Azelastine inhibits stimulated histamine release from human lung tissue in vitro but does not alter cyclic nucleotide content.

作者信息

Little M M, Wood D R, Casale T B

机构信息

Department of Internal Medicine, Veterans Administration Medical Center, Iowa City, Iowa.

出版信息

Agents Actions. 1989 Aug;28(1-2):16-21. doi: 10.1007/BF02022975.

Abstract

To investigate the mechanism by which azelastine may be effective therapeutically in asthma, we studied its ability to inhibit anti-IgE- and calcium ionophore A23187-stimulated histamine release from human lung and to alter lung cyclic nucleotide levels.
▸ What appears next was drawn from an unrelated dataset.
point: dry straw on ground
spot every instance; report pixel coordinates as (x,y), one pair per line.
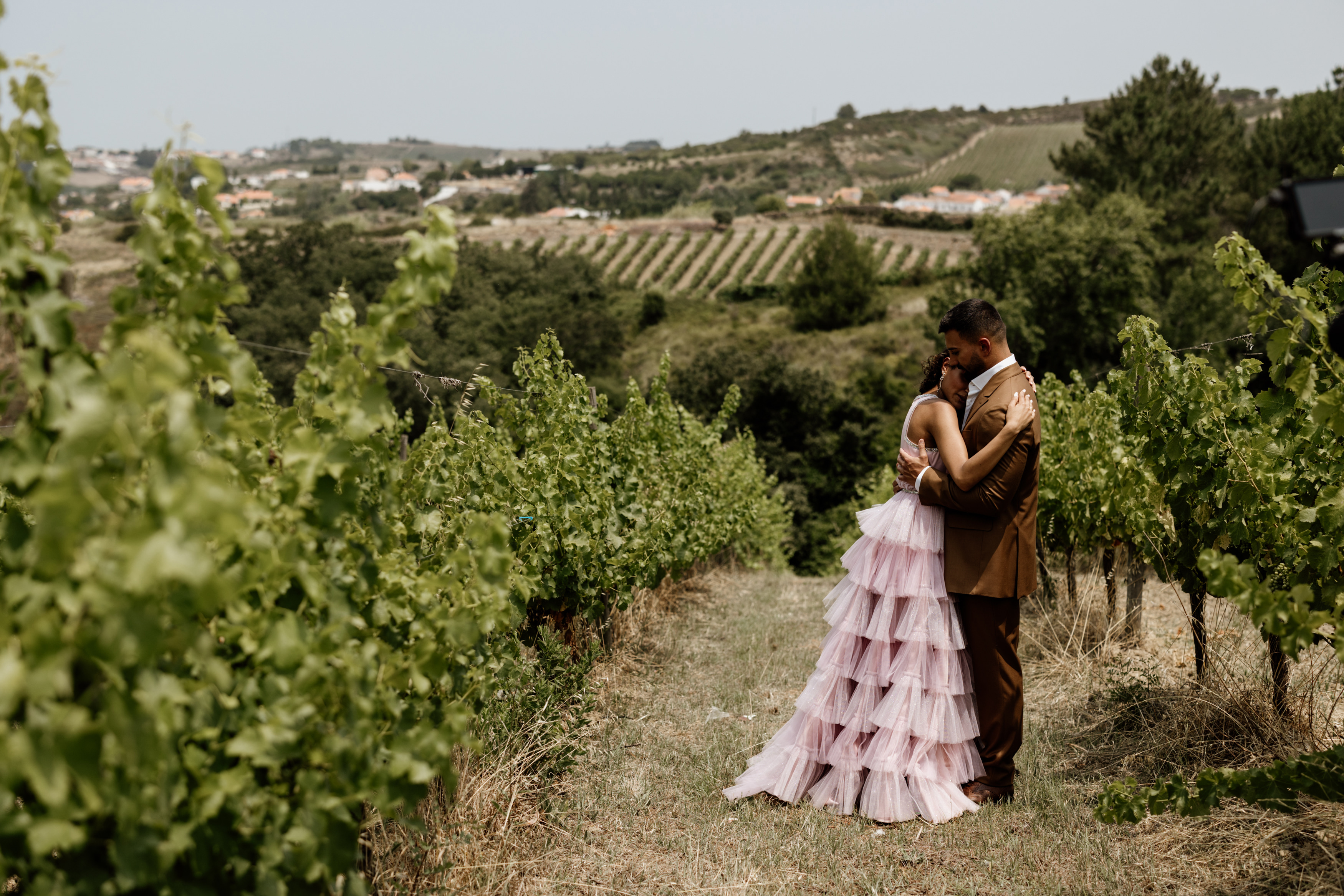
(642,812)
Significant inhibition of histamine release from both anti-IgE- and A23187-stimulated human tissue was apparent after 30 minutes preincubation of the lung tissue in azelastine. Significant inhibition of anti-IgE-stimulated histamine release was consistently seen in azelastine concentrations greater than or equal to 5 microM, and was dose dependent (r = 0.71, p less than 0.05) with maximal mean inhibition of 53 +/- 11%. For A23187-stimulated lung tissue, consistent inhibition of histamine release was not found until we used 30 microM azelastine, mean 35 +/- 11%. Inhibition in azelastine concentrations below 30 microM was variable and not significant. Lung cyclic AMP and cyclic GMP content was not significantly altered by incubation of lung tissue in 100 microM azelastine. We conclude that azelastine inhibits stimulated histamine release from human lung tissue in vitro but does not alter cyclic nucleotide content.

摘要

为研究氮卓斯汀在哮喘治疗中可能有效的作用机制,我们研究了其抑制抗IgE和钙离子载体A23187刺激的人肺组织组胺释放以及改变肺组织环核苷酸水平的能力。将肺组织在氮卓斯汀中预孵育30分钟后,抗IgE和A23187刺激的人组织中的组胺释放均受到显著抑制。在氮卓斯汀浓度大于或等于5μM时,抗IgE刺激的组胺释放始终受到显著抑制,且呈剂量依赖性(r = 0.71,p < 0.05),最大平均抑制率为53±11%。对于A23187刺激的肺组织,直到使用30μM氮卓斯汀时才发现组胺释放受到持续抑制,平均抑制率为35±11%。在低于30μM的氮卓斯汀浓度下,抑制作用不稳定且不显著。将肺组织在100μM氮卓斯汀中孵育后,肺组织中环磷酸腺苷(cAMP)和环磷酸鸟苷(cGMP)含量未发生显著改变。我们得出结论,氮卓斯汀在体外可抑制人肺组织中刺激的组胺释放,但不改变环核苷酸含量。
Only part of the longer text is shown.